Years before she adopted Yinni, Trimble did her post-secondary studies in Alberta. She went to Red Deer College for two years then transferred to be a ceramics major at the Alberta College of Art and Design in Calgary. Between semesters she worked with the Alberta’s Future Leaders Program to promote art and recreational activities with youths in First Nations communities. At one point, she was sent out to the Heart Lake First Nation, just below Fort McMurray.

“Through that experience we were doing a lot of ceremony and a lot of late night conversations around the fire. It was like an earthquake happened in my body, I can’t describe it any other way,” she said.

She realized it was time to return home and reconnect with her identity. After completing her Fine Arts degree she had a tattoo of a leaf — a symbol of transition and harmony — inked on her wrist at Wicked Addictions.

At the time, she was having a recurring dream about stretching a bear hide over a frame and tattooing the migration patterns of her family, their bloodline and her grandmother’s portrait.

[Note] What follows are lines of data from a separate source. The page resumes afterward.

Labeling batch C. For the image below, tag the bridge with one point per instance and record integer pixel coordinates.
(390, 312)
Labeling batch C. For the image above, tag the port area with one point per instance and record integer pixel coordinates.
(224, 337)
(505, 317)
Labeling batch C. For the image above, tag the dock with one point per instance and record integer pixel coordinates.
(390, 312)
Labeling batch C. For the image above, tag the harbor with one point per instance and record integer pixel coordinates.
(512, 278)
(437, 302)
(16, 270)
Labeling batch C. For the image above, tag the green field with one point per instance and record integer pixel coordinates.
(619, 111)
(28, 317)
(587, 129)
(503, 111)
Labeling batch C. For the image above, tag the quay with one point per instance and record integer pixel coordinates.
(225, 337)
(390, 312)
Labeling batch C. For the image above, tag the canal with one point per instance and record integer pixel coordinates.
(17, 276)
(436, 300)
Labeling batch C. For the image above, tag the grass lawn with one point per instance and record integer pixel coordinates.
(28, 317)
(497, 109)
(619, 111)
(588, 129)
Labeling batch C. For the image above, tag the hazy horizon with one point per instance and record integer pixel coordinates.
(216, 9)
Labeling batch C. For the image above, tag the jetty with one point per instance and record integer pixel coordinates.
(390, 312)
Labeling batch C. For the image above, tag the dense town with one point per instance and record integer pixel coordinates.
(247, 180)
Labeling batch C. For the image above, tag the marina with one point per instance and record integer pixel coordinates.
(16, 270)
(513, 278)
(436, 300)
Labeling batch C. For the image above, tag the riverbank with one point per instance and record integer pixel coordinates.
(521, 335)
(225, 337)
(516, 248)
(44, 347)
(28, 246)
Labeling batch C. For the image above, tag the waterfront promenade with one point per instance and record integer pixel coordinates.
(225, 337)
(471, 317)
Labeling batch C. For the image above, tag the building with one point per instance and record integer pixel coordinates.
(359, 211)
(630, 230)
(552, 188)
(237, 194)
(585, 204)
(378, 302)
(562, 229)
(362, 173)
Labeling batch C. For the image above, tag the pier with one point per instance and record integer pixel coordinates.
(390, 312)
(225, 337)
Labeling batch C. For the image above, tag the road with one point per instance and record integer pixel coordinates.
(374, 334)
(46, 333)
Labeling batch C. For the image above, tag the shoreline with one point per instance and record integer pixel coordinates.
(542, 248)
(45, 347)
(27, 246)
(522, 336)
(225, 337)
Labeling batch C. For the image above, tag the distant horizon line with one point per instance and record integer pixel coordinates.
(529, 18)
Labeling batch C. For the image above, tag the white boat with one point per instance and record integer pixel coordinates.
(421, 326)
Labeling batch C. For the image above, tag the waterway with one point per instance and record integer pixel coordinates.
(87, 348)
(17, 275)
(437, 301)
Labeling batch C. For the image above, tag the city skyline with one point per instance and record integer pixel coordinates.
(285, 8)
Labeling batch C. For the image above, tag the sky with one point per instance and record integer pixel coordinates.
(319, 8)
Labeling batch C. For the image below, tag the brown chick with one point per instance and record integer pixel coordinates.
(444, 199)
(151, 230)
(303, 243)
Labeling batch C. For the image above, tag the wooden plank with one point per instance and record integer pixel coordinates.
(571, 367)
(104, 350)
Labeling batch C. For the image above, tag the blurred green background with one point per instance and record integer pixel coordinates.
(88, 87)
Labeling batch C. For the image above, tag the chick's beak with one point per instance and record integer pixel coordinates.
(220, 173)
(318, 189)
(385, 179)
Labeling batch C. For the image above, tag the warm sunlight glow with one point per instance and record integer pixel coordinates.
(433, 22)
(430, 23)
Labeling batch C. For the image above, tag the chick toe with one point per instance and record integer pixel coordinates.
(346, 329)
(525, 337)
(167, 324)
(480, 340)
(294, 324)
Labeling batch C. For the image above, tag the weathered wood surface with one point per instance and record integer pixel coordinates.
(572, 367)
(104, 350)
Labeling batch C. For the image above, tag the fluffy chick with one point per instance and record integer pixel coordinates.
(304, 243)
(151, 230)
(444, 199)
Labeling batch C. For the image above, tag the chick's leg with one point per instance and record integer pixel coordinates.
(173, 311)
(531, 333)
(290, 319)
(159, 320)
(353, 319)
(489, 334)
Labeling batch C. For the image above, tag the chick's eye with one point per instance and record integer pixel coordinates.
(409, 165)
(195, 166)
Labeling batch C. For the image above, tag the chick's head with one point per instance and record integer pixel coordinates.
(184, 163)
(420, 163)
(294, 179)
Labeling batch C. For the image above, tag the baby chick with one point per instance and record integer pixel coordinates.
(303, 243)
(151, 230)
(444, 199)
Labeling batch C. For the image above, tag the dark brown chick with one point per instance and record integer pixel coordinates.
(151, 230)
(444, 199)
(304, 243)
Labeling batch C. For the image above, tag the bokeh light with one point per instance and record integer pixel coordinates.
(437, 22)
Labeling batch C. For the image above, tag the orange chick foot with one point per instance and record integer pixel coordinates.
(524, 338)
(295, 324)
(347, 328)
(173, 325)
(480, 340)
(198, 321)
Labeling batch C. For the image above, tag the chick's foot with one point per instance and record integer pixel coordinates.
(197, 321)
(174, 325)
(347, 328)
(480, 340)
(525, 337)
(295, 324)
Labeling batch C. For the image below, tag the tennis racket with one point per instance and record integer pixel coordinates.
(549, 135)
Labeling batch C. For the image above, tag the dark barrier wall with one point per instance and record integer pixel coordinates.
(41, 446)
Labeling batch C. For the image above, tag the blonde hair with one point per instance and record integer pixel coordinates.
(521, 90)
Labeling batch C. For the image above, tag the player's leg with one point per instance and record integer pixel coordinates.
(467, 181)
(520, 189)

The tattoo artist listened to Trimble as she described the dream and he told her he was looking for an apprentice. She took him up on his offer and for the next two years she practiced another form of art.

Her path led her to Terrace for another year at the Freda Diesing School of Northwest Coast Art where she learned formline painting and drawing as a way to fine tune her skills in tattooing traditional formline.

At the college, she saw a presentation on Ta moko, the sacred tattooing of the Maori’s in New Zealand. She then travelled to the South Pacific to learn more about the revival of Ta moko as part of her research to revive Nisga’a tattooing in the Nass Valley.

When she returned, she met with the council of elders from the four communities in the Nass Valley, presented her research and asked if she could revive Nisga’a tattooing as a community. The council agreed, and she remains on this path today while working on the artist residence in Prince Rupert.

Trimble speaks through art with children as well. She has been contracted by School District 52 to teach the young students how to draw and paint. “They have this crazy insight to things. They ask questions that are so good,” Trimble said.

She recently finished a contract at the Northwest Community College where she taught drum making, regalia making and painting formline. She also volunteers with the National Aboriginal Committee and at the Friendship House, where her sister works, and on the odd Monday she dances with the Gitmaxmak’ay Nisga’a Hall Dance Group.

As Trimble continues to expand her craft she intends to prop up other artists in the city by providing space in her home and to use art as a language to reconnect the young and old generations of the Nisga’a communities.